И так я должен решиться прозябать в невежестве, должен идти против воли и желания, разыгрывать ролю вечного противоборства и насилия себе, разбив до основания надежды? Это ужасно как смерть. Может быть, судьба уже не пошлёт другого случая приблизиться к средствам просвещения, и я, не выступив из круга, враждебного моим расположениям, вероятно сяду там надолго. Нет, лучше решусь пожертвовать чувством, которое меня мучит и призывает туда. Пусть укрепится мать против разлуки с сыном, необходимой для пользы его нравственных сил. Правда, что он хочет отважиться на подвиг трудный, и слишком поздно; но лучше теперь, чем никогда!

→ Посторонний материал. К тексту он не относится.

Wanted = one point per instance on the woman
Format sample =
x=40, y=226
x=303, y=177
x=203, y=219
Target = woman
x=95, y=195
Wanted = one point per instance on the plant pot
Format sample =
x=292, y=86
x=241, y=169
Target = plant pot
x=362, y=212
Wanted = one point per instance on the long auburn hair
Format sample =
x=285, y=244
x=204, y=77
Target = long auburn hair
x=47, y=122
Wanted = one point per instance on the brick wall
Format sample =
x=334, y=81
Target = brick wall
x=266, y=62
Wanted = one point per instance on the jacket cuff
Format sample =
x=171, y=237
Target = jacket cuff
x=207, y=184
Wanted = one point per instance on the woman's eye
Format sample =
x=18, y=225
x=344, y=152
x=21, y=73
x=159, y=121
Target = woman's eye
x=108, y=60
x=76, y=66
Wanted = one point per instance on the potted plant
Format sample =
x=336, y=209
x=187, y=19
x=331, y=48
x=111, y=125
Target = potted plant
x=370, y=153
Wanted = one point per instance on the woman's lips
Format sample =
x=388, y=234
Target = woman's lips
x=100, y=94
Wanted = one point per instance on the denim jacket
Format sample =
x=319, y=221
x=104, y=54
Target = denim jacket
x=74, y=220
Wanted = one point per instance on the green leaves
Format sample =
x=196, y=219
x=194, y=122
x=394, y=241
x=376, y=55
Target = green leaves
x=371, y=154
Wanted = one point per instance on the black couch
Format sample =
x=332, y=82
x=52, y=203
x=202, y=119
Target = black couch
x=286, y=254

Ваше Превосходительство лучше знаете, чтó для меня нужно. Если мои способности возбуждают внимание, если от них можно чего-нибудь надеяться, прошу Вашего участия: доставьте мне место‚ где бы, исполняя свою обязанность, я мог иметь книги и время. Благодарить Вас иначе не буду в силах, как усердным стремлением достигнуть успехов и оправдать благодеяние.
Теперь сказано всё. Я открылся Вашему Превосходительству с чистосердечием peбёнка, объяснил все обстоятельства, не утаил тревоги, которая наполнила душу при соображении моей судьбы. Вопрос так меня озадачил, внушил мне столько странного и грустного, что я смеялся над собой и плакал, плакал и говорил: Господи, помоги мне, грешному! Можетъ быть, я ложно беснуюсь, может быть увлёкся я мечтательным своим воображением: исцели меня от болезни ума! – И долго не мог собрать мои мысли, не знал на что решиться, искал слов, и не умел с чего начать историю, как приступить к объяснению. Это тем более меня смущало, что я ещё не принимался за прозу, кроме канцелярской: вырабатывал исключительно стих.